![](https://SOULREST.ORG/image/242.jpg)
WEIGHT: 54 kg
Bust: Small
1 HOUR:60$
NIGHT: +30$
Services: Blow ride, Facials, For family couples, Golden shower (out), Striptease
A while ago I tried out the now defunct premium podcast service Howl. Since he was still getting a shaky wifi signal through the portal, he roped his new friends Usidore the wizard and Chunt the shapeshifter into doing a weekly podcast. Although Arnie Niekamp plays an exaggerated version of himself, the podcast is of course fiction. Each week Arnie, Chunt, and Usidore have a guest, some inhabitant of Foon, whether a quirky human, a fantastical creature, or something in between.
Improv is also just more intense to do per unit of time, which is why the text recommends starting off with half-hour episodes with a break in the middle. Since the game is meant to imitate an audio medium, it takes a little adjustment purely for that.
PFAW has a set of archetypes for characters. By default you have the Human and a Guest, and if you have more than two players, you can pick from the other archetypes. The Atomic Ranger meanwhile is a sci-fi weirdo from a shiny alternate future who wound up in the fantasy world due to the business with portals. The canonical setting of PFAW is the town of Portaly, noted for being lousy with unstable portals, hence it can have weirdos from other genres along with the fantasy stuff.

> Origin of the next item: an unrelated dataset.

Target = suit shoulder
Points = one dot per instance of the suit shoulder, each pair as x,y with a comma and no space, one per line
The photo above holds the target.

How much players actually use Power Moves has varied a lot so far, and it seems to depend a lot on how eventful the interview gets, whether they decide to wield strange powers or mess around with NPCs. Although PFAW is turning out to be really good for quick one-shots, the source material has naturally led to adding stuff for longer campaigns, since podcasts are after all normally serialized. I drew on podcasts like The Gargle and My Brother My Brother and Me for these, and it was a lot of fun to take these concepts and give them a fantasy spin.
One kind of interesting thing I came up with is an optional Producer archetype. That makes it pretty much an ideal way for a facilitator to be a part of the game while letting other players take the spotlight, especially for convention games. When I design games based on a given piece of media, I inevitably look for other titles in the same general vein.